Chroniques

par bertrand bolognesi

L’Empio punito | L’impie condamné
opéra d’Alessandro Melani (version concert)

Festival de Radio France et Montpellier Languedoc Roussillon / Comédie
- 23 juillet 2004

Mieux vaut tard que jamais… On s’en souvient, l’Opéra national de Montpellier annonçait (il y a deux ans) une production de L’Empio punito, opéra qu’Alessandro Melani écrivit en 1669 pour honorer une commande des princes Colonna. Initialement prévue pour juillet 2003, le programme de l’édition passée du festival – qui d’ailleurs n’eut finalement pas lieu, grâce au mépris dans lequel nos gouvernants ont tenu les intermittents du spectacle – laissait voir un pur et simple passage à la trappe, encore demeuré inexpliqué. La réalisation s’était cependant bel et bien faite, à l’Opernhaus de Leipzig, en juin 2003, dans une mise en scène d’Éric Vigner. Un an plus tard, L’Empio punito est bien au Festival de Radio France et de Montpellier, mais en version de concert. Mieux que rien, certes, mais c’est tout de même frustrant, d’autant que s’avère diablement théâtral cet ouvrage qui semble le tout premier qui aborde (sous des traits largement reconnaissables bien que les noms des personnages soient complètement indépendants du mythe) l’histoire du séducteur, jouisseur et « impie » Don Juan, délicieux abuseur de Séville précipité aux Enfers par la statue d’un quidam qu’il avait lui-même occis.
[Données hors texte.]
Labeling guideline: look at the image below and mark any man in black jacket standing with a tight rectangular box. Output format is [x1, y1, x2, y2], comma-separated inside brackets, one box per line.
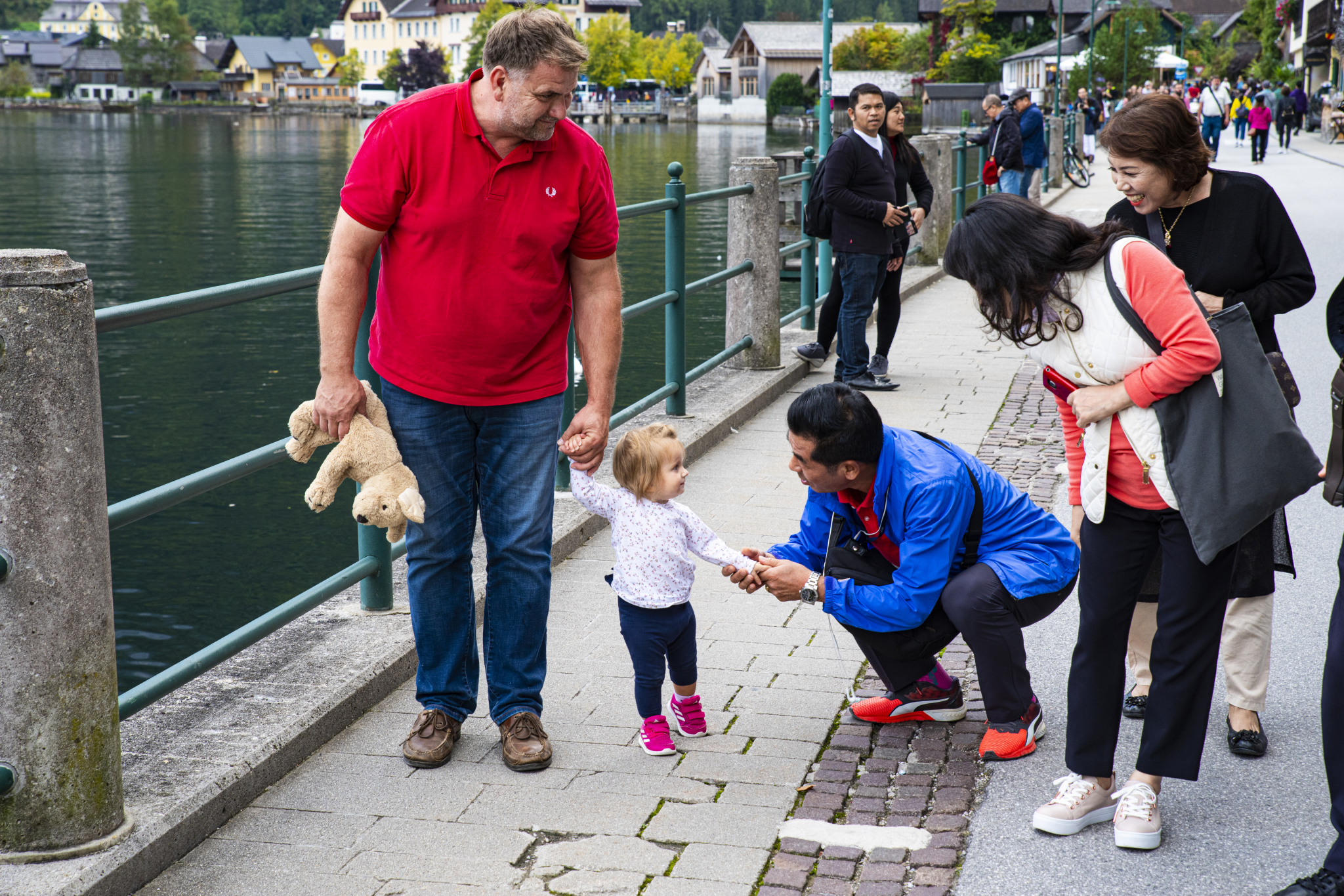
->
[967, 92, 1027, 196]
[821, 83, 902, 391]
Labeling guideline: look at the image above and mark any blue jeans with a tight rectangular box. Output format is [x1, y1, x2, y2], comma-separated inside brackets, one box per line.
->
[383, 380, 564, 724]
[999, 168, 1036, 199]
[1199, 115, 1223, 156]
[835, 253, 889, 382]
[616, 598, 696, 719]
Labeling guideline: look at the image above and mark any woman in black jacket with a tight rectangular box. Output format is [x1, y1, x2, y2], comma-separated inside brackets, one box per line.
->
[1099, 94, 1316, 756]
[793, 91, 933, 379]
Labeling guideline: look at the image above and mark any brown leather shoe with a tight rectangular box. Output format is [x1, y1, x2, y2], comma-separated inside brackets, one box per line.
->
[500, 712, 551, 771]
[402, 708, 463, 768]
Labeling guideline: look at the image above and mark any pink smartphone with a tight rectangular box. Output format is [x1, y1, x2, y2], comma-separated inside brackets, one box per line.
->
[1040, 367, 1078, 401]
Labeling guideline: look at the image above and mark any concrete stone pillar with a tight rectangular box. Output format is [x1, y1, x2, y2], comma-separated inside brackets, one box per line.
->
[0, 249, 131, 863]
[910, 134, 956, 264]
[723, 156, 780, 371]
[1048, 115, 1064, 190]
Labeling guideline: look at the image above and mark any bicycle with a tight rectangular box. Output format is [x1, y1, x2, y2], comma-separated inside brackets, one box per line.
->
[1064, 144, 1091, 187]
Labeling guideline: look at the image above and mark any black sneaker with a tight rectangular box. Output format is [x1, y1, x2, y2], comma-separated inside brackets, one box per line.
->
[1225, 713, 1269, 758]
[1274, 868, 1344, 896]
[793, 342, 831, 369]
[844, 371, 900, 392]
[1121, 685, 1148, 719]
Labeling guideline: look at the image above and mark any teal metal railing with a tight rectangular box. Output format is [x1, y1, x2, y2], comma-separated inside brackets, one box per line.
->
[94, 155, 817, 719]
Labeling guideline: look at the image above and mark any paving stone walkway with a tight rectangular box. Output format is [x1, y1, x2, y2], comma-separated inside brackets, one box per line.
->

Christophe Rousset et ses Talens Lyriques, éternels et précieux « redécouvreurs », donnent une lecture pleine de relief et de surprise de ce plaisant opéra, une approche scrupuleusement expressive qui prend grand soin du moindre détail stylistique. La distribution vocale est plutôt inégale. Ainsi ne comprend-on guère pourquoi le rôle de l’abuseur, initialement écrit pour un castrat élevé, est confié à un soprano plutôt qu’à un sopraniste. Par un chant maniéré plutôt que nuancé dans lequel il est malaisé de reconnaître les qualités et le talent affirmés par cette artiste à ses débuts, Gaëlle Le Roi interprète un Acrimante peu convaincant, tout en démonstration minaudière. En août dernier, à Drottningholm, déjà elle décevait dans le rôle d’Oberto d’Alcina (Händel), paraissant alors vouloir adopter les pires tics et trucs d’Anne Sofie von Otter ; aujourd’hui, la tendance s’est malheureusement radicalisée. C’est dommage : la voix est riche, avec des aigus pleins et remarquables, mais le médium menace d’une vertigineuse béance qui bientôt pourrait nuire à l’arrivée des notes extrêmes – à l’heure actuelle, elles sortent sans soucis, mais demain...

En revanche, on retrouve là quelques voix toujours fiables, comme celle de Salomé Haller qui servant efficacement le personnage d’Ipomene, formaint un duo équilibré avec le Cloridoro superbement coloré et projeté de Kristina Hansson. Atamira est l’excellente Anne-Lise Sollied, un peu gênée ce soir par des aigus qui « collent » (sans doute le contrecoup de l’accablante chaleur languedocienne et des ambiances climatisées qu’elle exige), ce qui ne l’empêche pas de livrer un éventail de nuances fort appréciable. De plus en plus présent sur la scène baroque, le ténor d’origine chilienne Emiliano Gonzalez Toro campe Delfa, l’amoureuse du valet Bibi, selon une tradition buffa peut-être héritée de Naples. Tout en se montrant volontiers drôle et inventif, il ménage quelques moments de musique d’une exceptionnelle douceur, rendant le personnage attachant au-delà du comique. Enfin, le roi Atrace est avantageusement tenu par la jeune basse portugaise João Fernandez dont se laisse admirer la parfaite égalité d’émission sur toute l’étendue de la tessiture ; ainsi se pare-t-il de graves évidents et sonores, d’un passage dans le médium d’une rare souplesse et d’un aigu facile, sans rien changer à la couleur générale et sans jamais forcer. Avec une diction exemplaire, tant dans les airs que dans les récitatifs, et un art de la nuance si évident qu’il la rend naturelle, on touche à l’idéal.